The new company traded under the title of the Calcutta and Burmah Steam Navigation Co., its first operations being confined to the ports of Calcutta, Akyab, Rangoon and Moulmein. One of the two pioneer steamers, the Cape of Good Hope, collided with a P. and O. steamer and sunk in the Hooghly. Another, the Calcutta, of 900 tons, was totally lost off the coast of Wicklow, when on her first voyage from the Clyde to Calcutta. A fresh contract was entered into in 1862 with the Indian Government, and in the same year the title of the Company was changed to the British India Steam Navigation Co., Limited. The terms of the new contract included the transport of troops and stores at a mileage rate; a mail service every fortnight between Calcutta, Akyab, Rangoon and Moulmein; also a monthly service via the two latter ports to Singapore; a similar service to Chittagong, and one to the Andaman Islands; as well as one between Madras and Rangoon; a fortnightly service between Bombay and Karachi; and a service, once every six weeks, to various ports in the Persian Gulf. New vessels were built and despatched for these various services, and the traffic of the Company developed with great rapidity.

The career of the Company was, however, not an unchequered one. In addition to the two steamers referred to as lost during the first year of the Company’s existence, must be added the wreck of the Burmah on the Madras coast, the loss of the Bussorah on her voyage to India, and the foundering of the Persia on her voyage from Rangoon to Calcutta, during one of those fearful cyclones which periodically sweep the Indian Ocean.

The opening of the Suez Canal in 1869, which for a time adversely affected the fortunes of the P. and O. Co., proved beneficial to the British India Steam Navigation Co. The directors of the latter Company at once took advantage of the facilities which it offered, and their steamer India, requiring new boilers, was despatched to England, and was the first steamer to arrive in London with a cargo of Indian produce via the Suez Canal.

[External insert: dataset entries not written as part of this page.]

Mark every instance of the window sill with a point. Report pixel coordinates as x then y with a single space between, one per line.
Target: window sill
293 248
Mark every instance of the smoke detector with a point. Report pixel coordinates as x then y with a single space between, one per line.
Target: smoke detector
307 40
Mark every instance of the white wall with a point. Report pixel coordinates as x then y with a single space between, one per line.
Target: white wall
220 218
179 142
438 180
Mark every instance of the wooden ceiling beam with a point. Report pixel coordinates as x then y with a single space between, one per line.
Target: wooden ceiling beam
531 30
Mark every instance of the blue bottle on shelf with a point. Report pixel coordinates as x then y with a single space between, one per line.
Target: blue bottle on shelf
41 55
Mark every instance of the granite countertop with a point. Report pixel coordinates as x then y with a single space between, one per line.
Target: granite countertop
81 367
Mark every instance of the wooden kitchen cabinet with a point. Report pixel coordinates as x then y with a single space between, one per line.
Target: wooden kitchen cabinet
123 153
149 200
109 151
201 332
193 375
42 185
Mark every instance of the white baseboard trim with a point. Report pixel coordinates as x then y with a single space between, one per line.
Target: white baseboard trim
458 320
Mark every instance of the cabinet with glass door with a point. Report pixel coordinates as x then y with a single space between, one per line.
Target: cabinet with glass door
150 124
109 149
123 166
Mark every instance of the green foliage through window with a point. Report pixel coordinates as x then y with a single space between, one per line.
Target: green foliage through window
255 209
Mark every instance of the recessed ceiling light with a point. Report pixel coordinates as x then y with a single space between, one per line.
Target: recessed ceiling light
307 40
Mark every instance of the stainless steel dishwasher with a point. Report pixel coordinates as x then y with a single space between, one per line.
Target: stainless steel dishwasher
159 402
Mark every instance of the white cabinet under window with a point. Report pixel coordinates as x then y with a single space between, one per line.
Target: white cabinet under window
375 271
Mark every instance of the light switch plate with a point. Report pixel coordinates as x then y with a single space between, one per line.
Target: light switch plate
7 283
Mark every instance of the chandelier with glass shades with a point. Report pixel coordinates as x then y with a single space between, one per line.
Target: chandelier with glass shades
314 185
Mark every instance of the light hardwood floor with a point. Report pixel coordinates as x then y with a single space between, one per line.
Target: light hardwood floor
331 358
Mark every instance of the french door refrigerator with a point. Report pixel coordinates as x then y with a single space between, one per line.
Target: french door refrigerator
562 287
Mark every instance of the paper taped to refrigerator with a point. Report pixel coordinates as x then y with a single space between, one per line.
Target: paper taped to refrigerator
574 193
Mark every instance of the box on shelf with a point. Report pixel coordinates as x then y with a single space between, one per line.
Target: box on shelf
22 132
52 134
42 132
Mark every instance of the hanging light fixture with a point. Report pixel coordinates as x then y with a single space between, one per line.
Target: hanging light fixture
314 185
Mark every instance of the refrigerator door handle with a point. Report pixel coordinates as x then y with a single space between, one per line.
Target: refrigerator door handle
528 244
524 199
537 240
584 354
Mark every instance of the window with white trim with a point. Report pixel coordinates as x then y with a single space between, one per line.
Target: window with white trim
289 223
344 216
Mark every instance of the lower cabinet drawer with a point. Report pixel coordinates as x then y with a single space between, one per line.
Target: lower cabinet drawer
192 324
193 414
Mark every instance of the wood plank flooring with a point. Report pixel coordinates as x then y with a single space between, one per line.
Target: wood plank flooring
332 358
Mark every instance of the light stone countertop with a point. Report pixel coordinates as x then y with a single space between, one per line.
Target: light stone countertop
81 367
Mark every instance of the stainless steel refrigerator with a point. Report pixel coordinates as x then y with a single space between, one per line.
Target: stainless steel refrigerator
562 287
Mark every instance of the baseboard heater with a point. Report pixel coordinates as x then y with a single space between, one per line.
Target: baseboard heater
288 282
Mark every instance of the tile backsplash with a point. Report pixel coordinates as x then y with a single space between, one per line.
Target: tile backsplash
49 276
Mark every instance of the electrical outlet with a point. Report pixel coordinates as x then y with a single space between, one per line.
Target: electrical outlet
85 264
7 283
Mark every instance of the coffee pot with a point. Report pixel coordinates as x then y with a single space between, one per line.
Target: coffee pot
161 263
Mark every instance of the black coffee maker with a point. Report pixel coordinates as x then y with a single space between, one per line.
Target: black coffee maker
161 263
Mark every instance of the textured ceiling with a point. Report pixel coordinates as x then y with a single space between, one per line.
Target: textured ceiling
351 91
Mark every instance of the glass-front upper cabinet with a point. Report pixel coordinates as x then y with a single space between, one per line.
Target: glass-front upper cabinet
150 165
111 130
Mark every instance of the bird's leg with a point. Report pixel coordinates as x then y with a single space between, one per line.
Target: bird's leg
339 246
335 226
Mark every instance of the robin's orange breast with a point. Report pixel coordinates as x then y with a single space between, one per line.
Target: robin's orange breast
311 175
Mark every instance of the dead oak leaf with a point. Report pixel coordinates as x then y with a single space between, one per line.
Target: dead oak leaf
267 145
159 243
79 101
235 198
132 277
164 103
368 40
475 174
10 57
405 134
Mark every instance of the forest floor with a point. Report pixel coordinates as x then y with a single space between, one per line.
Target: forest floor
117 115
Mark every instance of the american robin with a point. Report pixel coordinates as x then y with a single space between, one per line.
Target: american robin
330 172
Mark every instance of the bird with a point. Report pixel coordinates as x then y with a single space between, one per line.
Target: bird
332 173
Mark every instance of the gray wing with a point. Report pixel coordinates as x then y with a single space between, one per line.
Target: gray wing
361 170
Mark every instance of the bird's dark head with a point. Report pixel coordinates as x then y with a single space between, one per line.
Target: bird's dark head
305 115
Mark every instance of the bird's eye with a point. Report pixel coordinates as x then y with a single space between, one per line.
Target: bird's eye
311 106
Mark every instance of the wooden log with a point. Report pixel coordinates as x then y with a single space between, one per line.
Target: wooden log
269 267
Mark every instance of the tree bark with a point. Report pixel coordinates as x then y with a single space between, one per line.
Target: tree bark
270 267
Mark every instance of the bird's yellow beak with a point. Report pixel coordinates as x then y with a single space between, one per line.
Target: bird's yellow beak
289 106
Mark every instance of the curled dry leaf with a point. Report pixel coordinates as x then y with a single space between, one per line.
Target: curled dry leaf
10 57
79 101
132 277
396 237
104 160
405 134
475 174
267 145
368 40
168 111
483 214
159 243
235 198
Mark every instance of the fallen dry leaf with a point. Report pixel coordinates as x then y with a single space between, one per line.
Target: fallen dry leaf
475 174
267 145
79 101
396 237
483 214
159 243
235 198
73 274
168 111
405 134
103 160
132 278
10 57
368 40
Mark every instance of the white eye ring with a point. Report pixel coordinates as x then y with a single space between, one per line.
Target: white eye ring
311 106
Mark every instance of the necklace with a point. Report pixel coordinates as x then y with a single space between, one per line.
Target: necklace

Since that date the Company has added steamer to steamer until at the present date (1903) its fleet (inclusive of the British India Association steamers) numbers upwards of 120 vessels.

In July, 1891, Messrs. Bibby Brothers, of Liverpool (a firm which was founded in 1807), established a direct service of first-class and swift steamers between the United Kingdom and Burmese ports. For half a century prior to 1901 Messrs. Bibby had maintained steamship communication between Liverpool and all the principal ports of the Mediterranean. Prior to the construction of the Suez Canal, cargo from the East was carried by the P. and O. to Suez, thence by rail to Alexandria, where it was transhipped to the Bibby steamers, which loaded in Alexandria for Liverpool.[15]

Early Bibby Liner Sicilian (1859), the first steamer built by Messrs. Harland & Wolff.

FOOTNOTES:

[13] Lindsay’s History of Commerce, page 339.